Stesso discorso per Caterina Montaruli all’Urbanistica. Una pensionata ex preside di Istituto tecnico commerciale senza alcuna competenza specifica. Persona rispettabilissima, ma ugualmente scelta razionalmente incomprensibile, a meno di non rinchiudersi e murarsi nelle anguste logiche di partito.
L’unica cosa che si salva davvero è la Presidenza del Consiglio comunale a Franco Catalano. Una mossa intelligente sotto tutti i punti di vista. Ma solo il pallido riflesso di ciò che sarebbe dovuto essere in termini di apertura NON alla Destra (il che sarebbe stato inaccettabile per entrambi) ma alla Società Civile: ai Cittadini.

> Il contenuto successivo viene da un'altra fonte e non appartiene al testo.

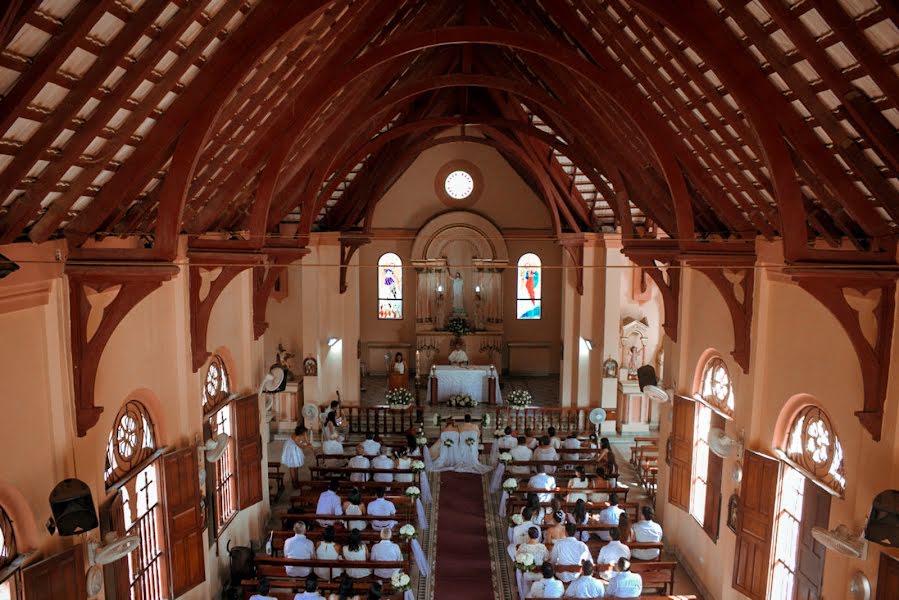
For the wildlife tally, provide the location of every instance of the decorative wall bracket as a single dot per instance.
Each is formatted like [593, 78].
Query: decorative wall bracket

È questa la capacità di analisi che è mancata. È questa la grande occasione che è andata perduta.
Ma forse è vero che questa occasione non è mai stata tra le loro opzioni. E allora non c’è che da rassegnarsi all’andazzo dei partiti, delle loro stanze segrete, delle loro decisioni dalla logica incomprensibile (o comprensibilissima).
Oppure farsi carico della dura realtà: che i partiti sono ormai un’oligarchia da spazzare via per poter riconquistare, come cittadini, il controllo della vita pubblica e il diritto ad aspettarsi (e a costruirsi) un futuro migliore.
Dai partiti non si può sperare nient’altro che il poco, magro, striminzito e storto che danno. E non c’è differenza. Non ci sono partiti “buoni” e meno buoni.
Sono tutti partiti oligarchici e non democratici. Associazioni private che gestiscono a proprio piacimento la vita di tutti.
E’ il caso che cominciamo a pretendere qualcosa di meglio.